Es bueno creer en los índices internacionales, particularmente cuando provienen de entidades serias como el Banco Mundial. Pero, ¿será verdad tanta belleza, cuando la realidad cotidiana local se muestra tan tozuda? Resultan por lo menos paradójicas las declaraciones de Sylvia Solf, una de las funcionarias del Banco encargadas de llevar a cabo el muestreo, cuando afirma que uno de los grandes avances de Colombia “es la simplificación de la administración tributaria a través del uso de mecanismos electrónicos”. ¿Será que el Banco ignora que, conforme al reciente decreto promovido por la DIAN, solo para sacar el RUT es necesario acudir personalmente a las oficinas de la entidad, armado de recibos de agua, luz y teléfono, cédula y quién sabe cuántos papeles más? Podrá ser mínimamente creíble que Colombia ocupe el quinto puesto entre 183 países clasificados, en cuanto tiene que ver con la protección de inversionistas. ¿A quién podrá habérsele ocurrido semejante despropósito? Por lo demás, este último índice es inconsistente con la medición que el mismo Banco hace sobre la eficacia de la función judicial en el cumplimiento de contratos. En este último ranking nuestro país ocupa el puesto 149, es decir, que el sistema es deplorable. Así las cosas, ¿cómo puede ser tan buena la protección a los inversionistas si no se pueden hacer valer judicialmente los acuerdos de inversión?

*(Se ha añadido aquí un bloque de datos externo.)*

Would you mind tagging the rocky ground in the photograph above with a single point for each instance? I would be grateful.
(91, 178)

No hay que hacer grandes análisis empíricos para concluir que el formalismo aplastante que prevalece en nuestra región es uno de los mayores desestímulos para la actividad empresarial, la inversión local y la atracción de capitales extranjeros. Es evidente, así mismo, que mientras esta mentalidad subsista será muy difícil superar los conocidos escollos que impiden el desarrollo económico. Pero debe quedar claro también que no son sólo los funcionarios públicos y los legisladores quienes promueven esta actitud. Los empresarios y ciudadanos en general también estimulamos el deplorable estado de cosas mediante la tolerancia y la pasividad ante prácticas tan absurdas como las indicadas.